Meera Mukherjee was an artist, writer and sculptor. She was born in Calcutta to Dwijendramohan Mukherjee and Binapani Devi. Aged 14 she joined Abanindranath Tagore’s art classes at the Indian Society of Oriental Arts. She studied there till her marriage in 1941, which interrupted her career for a while, but soon ended in divorce. She then enrolled in the Government School of Art in Calcutta and the Delhi Polytechnic, Delhi, and took a diploma in painting, graphics and sculpture. She then moved to Shantiniketan in West Bengal, where she worked for a while under the Indonesian painter Effendi. She received in 1953 a scholarship to study in Munich, where she worked under Toni Stadler and Heinrich Kirchner. On returning she taught as art teacher at Dowhill School in Kurseong from 1957 to 1959, then at Pratt Memorial School in Kolkata till 1960. From 1960 onwards, she pursued her research in metal casting techniques in both classical and folk art traditions.

She began to work with the tribal artisans of Bastar and to learn techniques from bell metal craftsmen in Bihar and Madhya Pradesh.

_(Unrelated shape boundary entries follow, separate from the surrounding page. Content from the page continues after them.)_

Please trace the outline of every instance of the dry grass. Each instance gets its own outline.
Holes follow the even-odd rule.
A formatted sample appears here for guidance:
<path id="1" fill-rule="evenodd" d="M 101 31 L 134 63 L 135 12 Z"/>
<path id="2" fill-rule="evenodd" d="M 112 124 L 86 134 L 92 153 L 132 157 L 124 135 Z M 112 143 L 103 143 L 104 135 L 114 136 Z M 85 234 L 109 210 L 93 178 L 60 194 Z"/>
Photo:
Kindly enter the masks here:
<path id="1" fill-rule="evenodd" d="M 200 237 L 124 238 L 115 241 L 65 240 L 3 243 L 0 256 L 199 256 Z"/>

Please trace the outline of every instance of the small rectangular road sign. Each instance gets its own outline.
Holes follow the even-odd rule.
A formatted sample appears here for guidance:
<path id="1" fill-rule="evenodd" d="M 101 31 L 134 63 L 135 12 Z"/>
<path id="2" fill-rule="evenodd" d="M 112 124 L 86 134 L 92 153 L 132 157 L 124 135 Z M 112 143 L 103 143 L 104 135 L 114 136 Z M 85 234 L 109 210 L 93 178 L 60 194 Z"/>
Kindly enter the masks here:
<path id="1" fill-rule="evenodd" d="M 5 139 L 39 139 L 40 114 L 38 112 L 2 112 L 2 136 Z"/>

She mounted her first show in 1960. By the 1960s she had achieved recognition for her work and in 1968 was awarded the President’s Award of Master Craftsman in metalwork. From 1969 she funded her own tours in Madhya Pradesh but later received a two-year stipend from the Anthropological Survey of India to assist her research. She used the cire perdu or lost wax method, basing her style on that of the dokra craftsmen of Bastar in Madhya Pradesh, Nepal and Bengal. Later she worked with master craftsmen of South India in Bangalore. She was a senior Research Fellow with the Anthropological Survey of India from 1962 to 1964, and documented ritual vessels and items in bell metal in India and Nepal.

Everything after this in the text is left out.